When police opened fire on lawyers demonstrating peacefully at a pro-democracy rally outside the Nepal Bar Association in Kathmandu on April 13, the long-simmering crisis in the Himalayan kingdom finally grabbed the attention of the world.

But on the other side of the globe, one Harvard Law student had been watching events unfold long before they started making headlines.

Bipul Mainali LL.M. ’06, a native of Kathmandu, was waiting for word that his father and uncle—leaders of the Nepal Bar Association’s efforts to restore democracy to the country after a year of dictatorship by King Gyanendra—were not dead or injured.

Fortunately, he didn’t have long to wait. He learned that both relatives were safe. But his uncle, Mahendra, was arrested and detained with more than 60 other lawyers at a stadium in Kathmandu later the same day, then jailed for three days.

For Mainali, the pro-democracy uprising—in which the bar had played a leading role—had an impact beyond the worry it caused him for his loved ones. It was an eruption of tensions that he had been working hard to reduce in his work with the Harvard Negotiators, a student organization that is run under the auspices of the school’s Program on Negotiation.

For much of the year, Mainali and six other students had been designing a blueprint for negotiating a peaceful compromise among the monarch-dictator, the seven pro-democracy political parties in the disbanded Parliament and Maoist rebels whose 10-year struggle had cost the nation 13,000 lives. The students even managed to attract the interest of a Nepalese Cabinet minister, and they had been drafting a proposal for her at the time the violence broke out.

“The plan was to reach out to all three factions and offer them a structure for negotiating a peaceful reinstatement of democratic institutions and for addressing the concerns of the rebels,” Mainali said. His LL.M. paper, supervised by Visiting Assistant Professor Gabriella Blum LL.M. ’01 S.J.D. ’03, was also devoted to that challenge.

Gyanendra had seized control of the government in February 2005, aborting the country’s 15-year foray into parliamentary democracy, and had vowed to finish off the Maoist rebellion. He clamped down on political freedoms, suspended the constitution and consolidated his rule. But the Maoist rebels were undeterred, and pro-democracy protests sprang up in Kathmandu in April.

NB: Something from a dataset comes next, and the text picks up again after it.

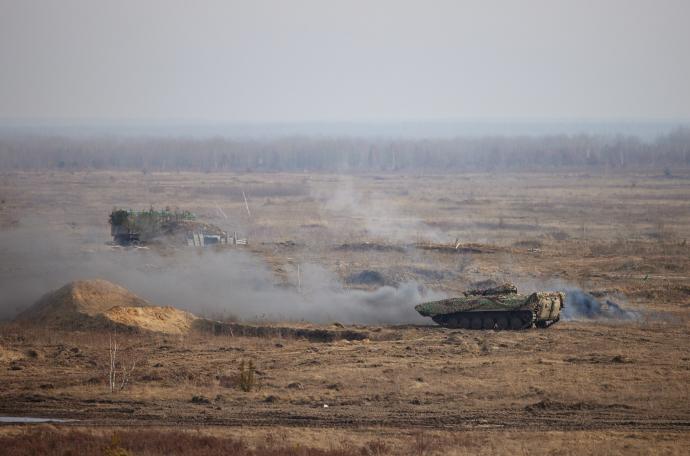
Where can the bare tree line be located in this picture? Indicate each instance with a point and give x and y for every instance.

The ensuing crackdown left at least 14 dead and hundreds more wounded. Palace control of media outlets and restrictions on international monitors made it difficult to know the full scope of the protests and repression. But tear gas, truncheons, rubber bullets and live ammunition were, by all reports, standing in for Nepal’s suspended constitution.

By the end of April, the king agreed—under internal and international pressure—to reinstate Parliament and the constitution. But many important questions remain to be negotiated between the Maoists and the elected government.

Mainali and his fellow Harvard Negotiators were hopeful that the factions in Nepal would now be even more receptive to a blueprint for negotiation.

“The announcement that Parliament would be reinstated didn’t end the crisis but transformed it,” said Robert Bordone ’97, HLS assistant clinical professor and director of the school’s Negotiation and Mediation Clinical Program. Bordone was supervising Mainali and other student negotiators at the time of the crisis. “The students on the Nepal Team of Harvard Negotiators can still be helpful in this highly fluid situation. They now have direct contacts with Nepalese officials,” he said.

To succeed, experts agree, any negotiations will have to tackle the thorny question of Nepal’s entrenched caste system. There, as in India, more than 20 percent of the population are Dalits—the so-called “untouchables” of Hindu society—whose lives are marked by dehumanization, landlessness and extreme poverty, says Smita Narula ’97, co-director of the Center for Human Rights and Global Justice at the New York University School of Law.

Narula questions whether democracy in Nepal ever really existed. She sees the year of the king’s dictatorship and the ongoing civil war through the broader perspective of caste discrimination. When “democracy” came to Nepal in 1990, it—like the rest of 2,000 years of Hindu history—passed Dalits by, she says.

If democracy is going to have a future in Nepal, Narula argues, a first step must be an end to untouchability.

Meanwhile, Mainali, who is believed to be only the third person from Nepal ever to study for a degree at Harvard Law School, plans to involve himself in negotiating solutions.

“I was told that when lawyers in Kathmandu heard that I was headed for Harvard Law School, it was a very big deal,” he said. “There is such a special respect for Harvard there and so much hope that goes with that. They expect me to come back and make a contribution.”


Mark West, a writer and lawyer who has worked in Nepal, was in Kathmandu when the king seized control of the government last year, and contributed reporting for this story.